Nixon vetoed House Bill 146, passed late in the legislative session to remedy a problem created by Senate Bill 711 in 2008. The 2008 law stated all taxing entities had to operate on the last tax levy approved by voters. What that meant had been up to interpretation, which the Missouri Department of Revenue changed last year.
The last vote taken to define the library district's property tax rate was in 1973 when the library district was consolidated. The 20-cent-per-$100 of assessed property maximum levy was still in effect when the General Assembly passed the Hancock Amendment in 1984. The Hancock Amendment rolled the levy downward but the old ceiling remained on the books.
Facing decreasing property assessments and a rollback of the levy down to 11 cents, the library board went back to voters in 1989 for a four-cent increase. The ballot language at the time did not state what the new tax ceiling would be.
"We were only at 15 cents for one year," said Jean Berg, library director.
Then the Department of Revenue, still accepting the 20-cent ceiling, raised how much the library could collect to 16 cents for several years. Since then the levy stayed around 17 cents until the 2008 law passed, at which time the Department of Revenue declared the district's true levy was 15 cents.
Nixon said he vetoed the bill because he felt the new bill had too many loopholes and could allow taxes to be collected unfairly. Berg said once she saw how the governor was issuing numerous vetoes to save money, she was not hopeful for House Bill 146.
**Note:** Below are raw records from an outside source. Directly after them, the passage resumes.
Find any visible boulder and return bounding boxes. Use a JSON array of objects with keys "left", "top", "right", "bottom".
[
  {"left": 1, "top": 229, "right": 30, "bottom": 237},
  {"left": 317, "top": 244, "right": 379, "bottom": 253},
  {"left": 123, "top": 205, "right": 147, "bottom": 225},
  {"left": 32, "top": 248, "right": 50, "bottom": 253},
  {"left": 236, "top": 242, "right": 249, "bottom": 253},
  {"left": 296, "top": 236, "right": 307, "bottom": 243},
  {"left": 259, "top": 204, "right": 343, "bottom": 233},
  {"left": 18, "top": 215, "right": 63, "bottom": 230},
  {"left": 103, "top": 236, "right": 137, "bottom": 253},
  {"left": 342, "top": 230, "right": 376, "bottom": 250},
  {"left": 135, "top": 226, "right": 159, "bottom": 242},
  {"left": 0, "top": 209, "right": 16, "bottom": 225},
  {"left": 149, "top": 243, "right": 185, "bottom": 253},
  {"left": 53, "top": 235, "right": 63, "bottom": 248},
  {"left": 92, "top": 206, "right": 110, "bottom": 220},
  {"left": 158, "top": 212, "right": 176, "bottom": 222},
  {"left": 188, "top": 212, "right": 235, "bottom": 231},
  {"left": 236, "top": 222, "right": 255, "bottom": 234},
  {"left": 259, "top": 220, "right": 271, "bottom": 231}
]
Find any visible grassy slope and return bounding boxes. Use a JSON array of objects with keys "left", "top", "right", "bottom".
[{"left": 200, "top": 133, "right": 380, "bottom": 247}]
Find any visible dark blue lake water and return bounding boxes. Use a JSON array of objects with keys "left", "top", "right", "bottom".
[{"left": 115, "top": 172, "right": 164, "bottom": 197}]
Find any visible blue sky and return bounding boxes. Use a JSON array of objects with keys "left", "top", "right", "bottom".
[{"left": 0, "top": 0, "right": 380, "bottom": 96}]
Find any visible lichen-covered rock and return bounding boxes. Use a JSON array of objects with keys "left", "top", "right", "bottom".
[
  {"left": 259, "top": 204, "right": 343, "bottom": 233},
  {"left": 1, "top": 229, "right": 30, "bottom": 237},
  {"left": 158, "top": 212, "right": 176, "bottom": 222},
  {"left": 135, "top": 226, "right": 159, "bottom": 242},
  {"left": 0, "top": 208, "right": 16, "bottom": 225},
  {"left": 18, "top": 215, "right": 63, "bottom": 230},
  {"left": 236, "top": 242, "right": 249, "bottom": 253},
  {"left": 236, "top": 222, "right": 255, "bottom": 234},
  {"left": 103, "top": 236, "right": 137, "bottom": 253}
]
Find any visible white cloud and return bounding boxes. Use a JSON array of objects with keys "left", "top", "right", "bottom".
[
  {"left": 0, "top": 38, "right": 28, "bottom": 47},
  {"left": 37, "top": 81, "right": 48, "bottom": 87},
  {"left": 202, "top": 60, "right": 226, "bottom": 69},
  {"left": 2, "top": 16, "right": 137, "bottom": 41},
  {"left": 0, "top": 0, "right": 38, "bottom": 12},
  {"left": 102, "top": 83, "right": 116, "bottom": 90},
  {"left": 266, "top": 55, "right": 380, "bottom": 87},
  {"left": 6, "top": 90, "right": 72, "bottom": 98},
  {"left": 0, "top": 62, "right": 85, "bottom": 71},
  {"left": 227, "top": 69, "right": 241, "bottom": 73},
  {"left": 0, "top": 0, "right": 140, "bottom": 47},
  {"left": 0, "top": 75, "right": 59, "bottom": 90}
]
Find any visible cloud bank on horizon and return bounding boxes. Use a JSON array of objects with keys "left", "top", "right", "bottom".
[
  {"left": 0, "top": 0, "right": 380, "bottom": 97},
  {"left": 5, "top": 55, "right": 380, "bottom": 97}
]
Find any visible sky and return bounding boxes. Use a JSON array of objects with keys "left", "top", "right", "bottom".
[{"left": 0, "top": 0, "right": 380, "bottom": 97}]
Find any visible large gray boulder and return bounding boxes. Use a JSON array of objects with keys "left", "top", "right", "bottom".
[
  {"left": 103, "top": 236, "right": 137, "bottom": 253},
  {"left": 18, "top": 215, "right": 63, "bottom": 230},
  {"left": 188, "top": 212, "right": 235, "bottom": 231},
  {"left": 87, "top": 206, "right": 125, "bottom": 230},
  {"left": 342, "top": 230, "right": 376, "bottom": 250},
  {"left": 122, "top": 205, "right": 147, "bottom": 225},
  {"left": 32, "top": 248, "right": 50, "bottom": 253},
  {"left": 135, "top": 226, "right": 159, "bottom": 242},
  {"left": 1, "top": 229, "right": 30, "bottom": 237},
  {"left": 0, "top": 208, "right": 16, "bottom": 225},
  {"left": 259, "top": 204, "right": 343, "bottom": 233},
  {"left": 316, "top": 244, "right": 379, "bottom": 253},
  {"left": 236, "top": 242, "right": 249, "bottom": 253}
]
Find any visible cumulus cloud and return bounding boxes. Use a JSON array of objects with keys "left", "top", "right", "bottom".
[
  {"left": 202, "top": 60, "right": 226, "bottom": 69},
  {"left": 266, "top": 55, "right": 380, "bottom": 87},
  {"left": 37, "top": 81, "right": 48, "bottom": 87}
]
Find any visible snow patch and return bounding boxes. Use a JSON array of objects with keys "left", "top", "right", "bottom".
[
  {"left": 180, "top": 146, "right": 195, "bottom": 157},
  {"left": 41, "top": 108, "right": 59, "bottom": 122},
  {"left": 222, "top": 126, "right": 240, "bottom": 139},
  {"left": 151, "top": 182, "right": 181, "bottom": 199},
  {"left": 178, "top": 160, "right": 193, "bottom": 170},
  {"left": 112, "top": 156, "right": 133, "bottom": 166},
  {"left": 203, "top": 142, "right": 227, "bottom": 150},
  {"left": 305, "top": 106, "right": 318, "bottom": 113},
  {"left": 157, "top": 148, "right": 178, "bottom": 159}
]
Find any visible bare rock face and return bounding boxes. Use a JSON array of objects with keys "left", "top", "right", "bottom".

The ramifications of cutting two cents off the district's property tax levy are significant. Berg estimated the reduction would cut $300,000 from the district's annual income. The library board had to have a budget in place for the start of its fiscal year on July 1. Berg expects to rework that budget.
Accurate recalculations cannot be done until the county assessors issue final assessment figures for the coming tax cycle. A letter is also needed from the state assessor declaring what tax rate the district can use. Berg expected all these steps will take another two weeks. Despite talk of a veto override session by the General Assembly, Berg is not hopeful the district can expect help from state lawmakers.
A reduced levy impacts the district at several levels, especially over plans to build a new Monett library branch. Berg said the district has had some funds left over at the end of each fiscal year that have been placed in a reserve fund. The board had planned to commit $500,000 in reserves to the $2.4 million Monett project. Now the board may be forced to reallocate its entire reserve to sustaining general operations.
"For a couple of years we can hold the body of our services together using the reserve money," Berg said. "Beyond that we will be looking at a drastic reduction in services."
Plans for the new Monett branch were progressing adequately if the anticipated cash flow could have been maintained. Donations have brought in around $300,000. Last week EFCO Corporation and its parent company, Pella, made a $50,000 payment on its pledge to the project.
Using $500,000 in reserves on top of $300,000 in donations, the board could finance the rest of the construction on the new Monett branch, if tax revenues remained steady to pay for the lease purchase. Now that entire formula is in jeopardy.
"I think the Monett project has got to go on the back burner," Berg said, though the choice will be up to the board. "The new branch will still happen. It's definitely down the line a ways."
The board could go to the voters and ask for the 17-cent levy to be restored. The next board meeting is scheduled for Aug. 14. The filing deadline for the November ballot would be Aug. 25.
"Whether or not we can get a tax levy passed, in this economy, I don't know," Berg said. "A lot of people care about the library. I hope we can rally them to the polls. We probably should have gone to voters last February. It's hard to know which way to go."